Le patient est alors adressé en consultation d’endocrinologie.
Monsieur J.V. ne se plaint d’aucun autre symptôme que la dyspnée. Il mesure 1,64 m et pèse 69 kg, c’est-à-dire 2 kg de moins
que deux mois auparavant. Son rythme cardiaque est régulier,
à 75 pulsations/mn, et sa pression artérielle est à 140/80 mmHg.
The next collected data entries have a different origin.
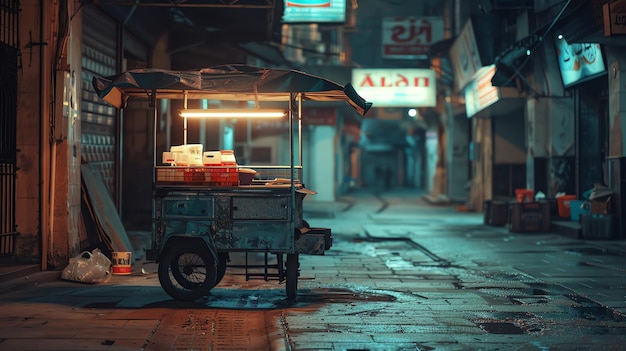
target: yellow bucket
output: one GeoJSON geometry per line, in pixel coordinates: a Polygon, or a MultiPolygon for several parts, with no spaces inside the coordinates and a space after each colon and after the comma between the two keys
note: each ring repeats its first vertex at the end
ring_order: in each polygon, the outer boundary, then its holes
{"type": "Polygon", "coordinates": [[[111,273],[115,275],[129,275],[131,272],[131,252],[113,252],[111,254],[111,273]]]}

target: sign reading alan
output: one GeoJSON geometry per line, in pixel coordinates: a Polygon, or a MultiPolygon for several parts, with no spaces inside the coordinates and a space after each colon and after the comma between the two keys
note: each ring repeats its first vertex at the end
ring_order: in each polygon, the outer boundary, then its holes
{"type": "Polygon", "coordinates": [[[375,107],[434,107],[437,79],[430,69],[355,68],[352,85],[375,107]]]}
{"type": "Polygon", "coordinates": [[[382,32],[384,58],[428,58],[430,45],[443,40],[443,19],[387,17],[382,32]]]}

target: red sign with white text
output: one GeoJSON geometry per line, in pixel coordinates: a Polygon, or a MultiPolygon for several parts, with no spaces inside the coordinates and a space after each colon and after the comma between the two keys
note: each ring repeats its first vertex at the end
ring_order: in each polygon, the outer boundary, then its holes
{"type": "Polygon", "coordinates": [[[430,45],[443,40],[443,19],[387,17],[383,18],[382,33],[384,58],[428,58],[430,45]]]}

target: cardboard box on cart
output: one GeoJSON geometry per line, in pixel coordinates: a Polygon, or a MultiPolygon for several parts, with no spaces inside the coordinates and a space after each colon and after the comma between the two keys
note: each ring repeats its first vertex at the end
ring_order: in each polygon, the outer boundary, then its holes
{"type": "Polygon", "coordinates": [[[591,214],[610,214],[611,213],[611,196],[604,196],[590,200],[591,214]]]}

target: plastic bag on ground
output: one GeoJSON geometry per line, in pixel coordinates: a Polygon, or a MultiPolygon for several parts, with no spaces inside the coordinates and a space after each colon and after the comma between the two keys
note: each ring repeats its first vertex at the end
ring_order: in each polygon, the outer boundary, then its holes
{"type": "Polygon", "coordinates": [[[111,279],[111,260],[99,249],[83,251],[70,258],[61,279],[89,284],[106,283],[111,279]]]}

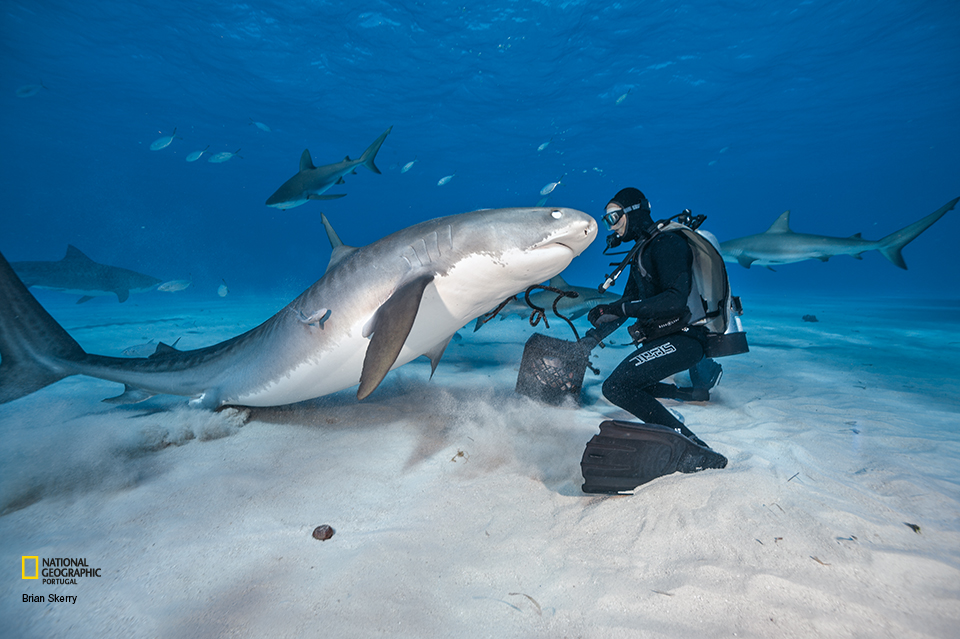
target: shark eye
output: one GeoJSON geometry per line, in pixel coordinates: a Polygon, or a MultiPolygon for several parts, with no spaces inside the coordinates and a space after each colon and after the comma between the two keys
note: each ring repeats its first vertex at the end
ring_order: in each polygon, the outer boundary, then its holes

Il existe un discret tremblement des extrémités et une moiteur
de la paume des mains. La palpation cervicale retrouve un petit
goitre ferme, polynodulaire, qui ne s’accompagne d’aucun
signe de compression locale ni d’adénopathie satellite. L’échographie thyroïdienne met en évidence une hypertrophie multinodulaire du lobe thyroïdien droit. La TSH plasmatique est
à 0,03 mU/l (N : 0,1-4,5), la T4 libre à 18,8 pmol/l (N : 10-23).
Une scintigraphie thyroïdienne au technétium complète ce
bilan (figure 1). Le taux de calcitonine plasmatique, mesuré
en raison du caractère nodulaire de l’hypertrophie thyroïdienne, est inférieur à 10 ng/l (n < 10).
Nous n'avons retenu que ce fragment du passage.